Alcohol consumption in the United States rose after 1960, and by the mid-1970s total annual consumption of absolute alcohol per capita was about two gallons, the highest level since the 1830s. Concern over the rising number of drunken-driving-related deaths led to state legislation raising the drinking age to 21 in 1980 and to the organization of Chicago-area chapters of Mothers Against Drunk Driving (MADD) in 1987. By the late 1990s, MADD had approximately one thousand members in a five-county area around Chicago (Cook, Lake, DuPage, McHenry, and Will).

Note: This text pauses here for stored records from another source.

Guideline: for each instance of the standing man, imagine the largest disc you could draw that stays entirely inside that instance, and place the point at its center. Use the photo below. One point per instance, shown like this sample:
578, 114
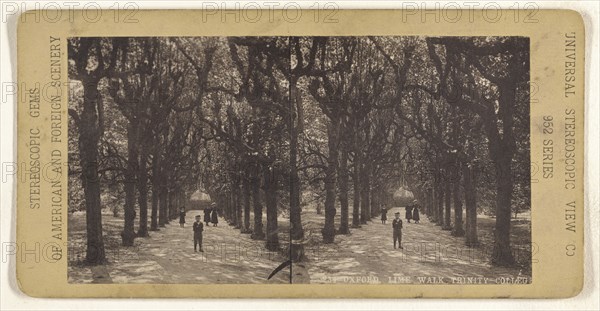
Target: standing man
397, 226
198, 228
214, 216
207, 211
383, 214
408, 215
416, 216
182, 217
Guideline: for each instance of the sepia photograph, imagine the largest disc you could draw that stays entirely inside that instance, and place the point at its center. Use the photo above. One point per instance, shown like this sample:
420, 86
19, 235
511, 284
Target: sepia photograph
305, 160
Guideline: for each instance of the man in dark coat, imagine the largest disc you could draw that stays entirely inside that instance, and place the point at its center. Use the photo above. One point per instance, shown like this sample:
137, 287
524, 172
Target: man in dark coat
397, 227
214, 217
408, 215
416, 216
207, 211
182, 217
198, 228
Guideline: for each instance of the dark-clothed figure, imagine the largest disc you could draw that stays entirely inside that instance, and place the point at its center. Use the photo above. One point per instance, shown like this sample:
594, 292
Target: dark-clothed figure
397, 227
416, 216
198, 228
182, 217
383, 215
214, 217
207, 215
408, 214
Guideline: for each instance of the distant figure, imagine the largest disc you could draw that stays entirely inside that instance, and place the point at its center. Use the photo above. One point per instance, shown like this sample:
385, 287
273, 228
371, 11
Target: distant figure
416, 216
214, 216
182, 217
397, 227
198, 228
383, 215
408, 215
207, 211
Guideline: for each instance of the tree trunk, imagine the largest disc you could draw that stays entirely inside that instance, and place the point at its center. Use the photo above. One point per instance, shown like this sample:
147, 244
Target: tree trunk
471, 206
143, 192
246, 201
296, 229
128, 233
343, 182
365, 204
330, 179
162, 205
447, 207
257, 231
238, 203
356, 213
440, 203
89, 135
502, 254
458, 223
271, 203
155, 188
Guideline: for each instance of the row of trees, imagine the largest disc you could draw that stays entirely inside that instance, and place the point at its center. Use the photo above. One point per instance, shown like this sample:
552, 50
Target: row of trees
258, 121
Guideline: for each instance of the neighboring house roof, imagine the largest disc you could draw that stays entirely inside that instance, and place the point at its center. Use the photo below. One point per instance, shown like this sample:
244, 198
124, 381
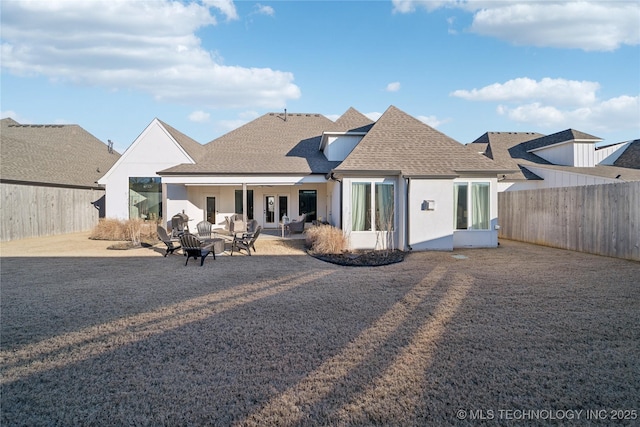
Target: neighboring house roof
194, 149
630, 158
400, 143
507, 148
274, 143
62, 155
514, 149
559, 137
353, 121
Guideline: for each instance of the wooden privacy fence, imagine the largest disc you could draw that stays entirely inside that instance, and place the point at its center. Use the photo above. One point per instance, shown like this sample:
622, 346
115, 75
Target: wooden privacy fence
599, 219
34, 211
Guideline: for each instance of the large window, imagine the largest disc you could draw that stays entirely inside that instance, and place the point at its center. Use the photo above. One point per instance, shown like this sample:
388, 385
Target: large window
145, 198
308, 204
239, 206
372, 205
471, 205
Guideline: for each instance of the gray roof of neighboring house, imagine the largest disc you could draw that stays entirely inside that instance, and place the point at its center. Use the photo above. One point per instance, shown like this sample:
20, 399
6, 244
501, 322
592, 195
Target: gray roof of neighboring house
400, 143
512, 148
194, 149
63, 155
630, 158
271, 144
559, 137
507, 148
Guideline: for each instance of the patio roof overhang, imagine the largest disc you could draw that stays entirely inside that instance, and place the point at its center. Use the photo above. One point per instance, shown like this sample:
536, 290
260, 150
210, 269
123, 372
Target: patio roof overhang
237, 180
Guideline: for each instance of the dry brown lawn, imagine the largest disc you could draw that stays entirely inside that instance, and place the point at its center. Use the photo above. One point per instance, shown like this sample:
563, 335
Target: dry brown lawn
99, 337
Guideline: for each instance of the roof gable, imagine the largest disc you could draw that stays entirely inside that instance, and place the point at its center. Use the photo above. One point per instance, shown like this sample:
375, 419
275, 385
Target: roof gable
64, 155
564, 136
630, 158
158, 146
398, 142
274, 143
353, 121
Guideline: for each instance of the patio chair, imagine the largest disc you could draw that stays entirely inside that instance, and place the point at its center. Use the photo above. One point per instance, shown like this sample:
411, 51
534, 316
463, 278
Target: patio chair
297, 225
204, 229
194, 248
172, 243
246, 241
252, 224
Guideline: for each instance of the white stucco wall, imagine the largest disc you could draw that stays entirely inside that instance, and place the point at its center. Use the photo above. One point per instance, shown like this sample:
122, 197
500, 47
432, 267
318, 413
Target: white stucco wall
152, 151
431, 229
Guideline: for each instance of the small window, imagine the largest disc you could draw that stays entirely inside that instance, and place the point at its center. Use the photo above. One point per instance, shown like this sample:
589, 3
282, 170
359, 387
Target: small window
384, 207
145, 198
239, 207
471, 207
308, 204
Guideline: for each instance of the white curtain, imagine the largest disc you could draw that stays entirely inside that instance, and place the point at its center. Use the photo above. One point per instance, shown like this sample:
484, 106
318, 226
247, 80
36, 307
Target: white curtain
360, 199
480, 202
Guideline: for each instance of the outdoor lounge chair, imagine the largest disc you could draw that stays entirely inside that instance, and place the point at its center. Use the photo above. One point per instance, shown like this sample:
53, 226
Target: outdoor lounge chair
194, 248
172, 243
246, 241
204, 229
297, 225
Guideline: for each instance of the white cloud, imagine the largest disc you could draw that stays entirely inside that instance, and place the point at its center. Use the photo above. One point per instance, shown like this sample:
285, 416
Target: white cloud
225, 6
587, 25
562, 91
374, 116
620, 113
393, 87
558, 103
432, 121
199, 117
264, 10
149, 46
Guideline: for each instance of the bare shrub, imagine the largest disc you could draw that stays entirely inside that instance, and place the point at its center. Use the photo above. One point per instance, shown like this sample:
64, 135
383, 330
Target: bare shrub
134, 230
326, 239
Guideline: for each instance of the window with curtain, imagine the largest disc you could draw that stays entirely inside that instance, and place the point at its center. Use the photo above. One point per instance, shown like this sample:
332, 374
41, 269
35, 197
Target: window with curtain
384, 207
249, 203
480, 206
145, 198
361, 206
460, 205
308, 204
471, 203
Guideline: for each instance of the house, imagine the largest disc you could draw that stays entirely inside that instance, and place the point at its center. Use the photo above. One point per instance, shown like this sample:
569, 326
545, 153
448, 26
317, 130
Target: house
395, 182
563, 159
48, 179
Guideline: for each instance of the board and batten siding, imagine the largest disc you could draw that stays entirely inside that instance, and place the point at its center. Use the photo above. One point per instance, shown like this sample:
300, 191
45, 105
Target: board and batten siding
35, 211
600, 219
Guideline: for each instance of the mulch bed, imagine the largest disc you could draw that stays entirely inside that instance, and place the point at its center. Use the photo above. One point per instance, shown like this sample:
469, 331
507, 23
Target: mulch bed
362, 259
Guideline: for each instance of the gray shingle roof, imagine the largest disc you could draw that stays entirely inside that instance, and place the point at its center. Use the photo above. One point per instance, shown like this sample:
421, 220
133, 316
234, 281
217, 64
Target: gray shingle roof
507, 148
630, 158
65, 155
398, 142
267, 145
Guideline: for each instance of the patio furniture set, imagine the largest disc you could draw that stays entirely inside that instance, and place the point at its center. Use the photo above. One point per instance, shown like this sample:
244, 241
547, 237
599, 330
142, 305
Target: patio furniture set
206, 241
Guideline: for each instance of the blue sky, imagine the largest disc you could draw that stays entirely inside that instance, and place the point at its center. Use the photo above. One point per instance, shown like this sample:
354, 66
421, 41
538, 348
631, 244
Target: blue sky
206, 67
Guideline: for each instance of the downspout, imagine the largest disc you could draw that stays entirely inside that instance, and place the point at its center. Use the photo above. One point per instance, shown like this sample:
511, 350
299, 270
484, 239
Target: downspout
407, 223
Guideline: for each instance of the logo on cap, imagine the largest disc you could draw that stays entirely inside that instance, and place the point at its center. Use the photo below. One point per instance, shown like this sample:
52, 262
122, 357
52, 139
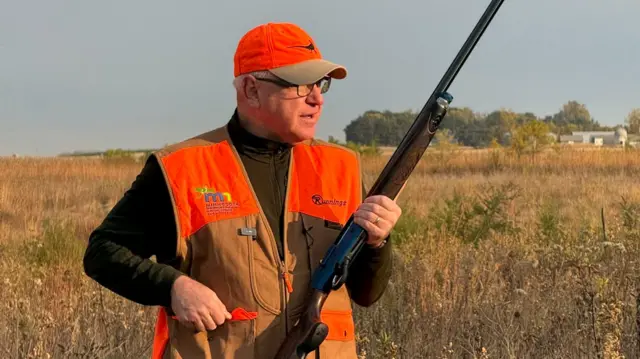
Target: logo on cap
309, 47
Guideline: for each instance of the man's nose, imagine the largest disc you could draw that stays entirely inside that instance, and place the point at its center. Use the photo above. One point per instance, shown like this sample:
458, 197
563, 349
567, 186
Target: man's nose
315, 97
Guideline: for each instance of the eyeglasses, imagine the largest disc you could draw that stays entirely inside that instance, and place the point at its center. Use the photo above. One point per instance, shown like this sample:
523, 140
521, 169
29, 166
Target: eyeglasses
303, 90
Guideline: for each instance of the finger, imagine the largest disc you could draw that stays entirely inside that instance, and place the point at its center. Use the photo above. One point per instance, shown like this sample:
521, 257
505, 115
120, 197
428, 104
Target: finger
219, 315
369, 216
374, 208
197, 325
208, 321
372, 229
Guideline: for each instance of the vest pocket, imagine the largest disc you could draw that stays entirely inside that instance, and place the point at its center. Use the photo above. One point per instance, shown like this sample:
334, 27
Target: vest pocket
235, 338
320, 235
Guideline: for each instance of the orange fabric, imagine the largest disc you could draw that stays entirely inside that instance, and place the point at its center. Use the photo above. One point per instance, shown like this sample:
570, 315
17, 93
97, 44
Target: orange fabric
340, 323
208, 185
161, 335
287, 282
324, 183
242, 314
273, 45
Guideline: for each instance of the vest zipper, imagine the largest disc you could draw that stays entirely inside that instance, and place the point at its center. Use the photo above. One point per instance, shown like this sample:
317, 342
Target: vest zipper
286, 281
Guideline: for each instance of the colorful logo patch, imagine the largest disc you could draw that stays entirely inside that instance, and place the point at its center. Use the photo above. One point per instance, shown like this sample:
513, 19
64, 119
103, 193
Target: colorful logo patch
216, 201
318, 200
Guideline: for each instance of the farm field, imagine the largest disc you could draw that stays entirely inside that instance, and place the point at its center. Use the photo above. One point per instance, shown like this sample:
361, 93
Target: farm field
495, 257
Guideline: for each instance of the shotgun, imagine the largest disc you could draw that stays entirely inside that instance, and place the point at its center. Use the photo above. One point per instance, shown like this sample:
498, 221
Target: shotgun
309, 332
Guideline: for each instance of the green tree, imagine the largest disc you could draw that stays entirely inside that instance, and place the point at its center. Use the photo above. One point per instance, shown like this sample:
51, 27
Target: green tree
531, 137
633, 121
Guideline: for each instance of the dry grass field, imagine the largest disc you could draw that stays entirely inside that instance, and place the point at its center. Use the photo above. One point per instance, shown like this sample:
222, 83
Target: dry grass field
495, 257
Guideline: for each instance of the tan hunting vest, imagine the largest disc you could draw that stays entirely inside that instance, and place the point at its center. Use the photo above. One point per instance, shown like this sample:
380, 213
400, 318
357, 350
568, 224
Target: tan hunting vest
225, 242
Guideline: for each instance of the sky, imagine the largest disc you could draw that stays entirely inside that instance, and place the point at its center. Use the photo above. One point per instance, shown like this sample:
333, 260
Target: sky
85, 75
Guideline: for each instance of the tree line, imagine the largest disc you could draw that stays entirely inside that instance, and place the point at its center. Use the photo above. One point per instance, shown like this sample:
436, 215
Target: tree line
469, 128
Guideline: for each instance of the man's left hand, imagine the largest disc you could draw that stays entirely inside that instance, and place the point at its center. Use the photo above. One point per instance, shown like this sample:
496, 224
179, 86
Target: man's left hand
377, 215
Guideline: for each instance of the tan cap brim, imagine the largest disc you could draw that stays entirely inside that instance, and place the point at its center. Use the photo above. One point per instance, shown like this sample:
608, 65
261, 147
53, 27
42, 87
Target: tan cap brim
310, 71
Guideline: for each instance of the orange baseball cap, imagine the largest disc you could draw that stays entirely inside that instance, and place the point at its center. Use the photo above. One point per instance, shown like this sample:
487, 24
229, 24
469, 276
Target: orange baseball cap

Local temperance and prohibition work has also focused on using Chicago's 1934 local option law to dry up sections or locations in the city. For more than a decade Reverend Michael Pfleger, pastor of St. Sabina's, the largest African American Catholic Church on the South Side, led efforts to eradicate “nuisance” bars offering “adult” entertainment and prostitution as well as alcohol and billboards advertising alcohol to African Americans and Hispanics in their neighborhoods. In September 1997 and again in February 1998 the Chicago City Council passed ordinances to ban neighborhood billboards advertising alcohol and tobacco. Reverend James T. Meeks of the Salem Baptist Church in far South Side Roseland also led a working-class and poor African American community's struggle against the overpopulation of liquor stores and bars. In November 1998 voters in five Roseland -area precincts banned alcohol sales. As a whole, Chicago has become drier: in 1998 a total of 468 of the city's 2,450 precincts restricted the sale of alcohol.

Bibliography
Blocker, Jack S. American Temperance Movements: Cycles of Reform. 1989.
Pegram, Thomas R. “The Dry Machine: The Formation of the Anti-Saloon League of Illinois.” Illinois Historical Journal 83 (Autumn 1990): 173–186.
Wiltsee, Herbert. “The Temperance Movement, 1848–1871.” Papers in Illinois History and Transactions for the Year 1937. 1938.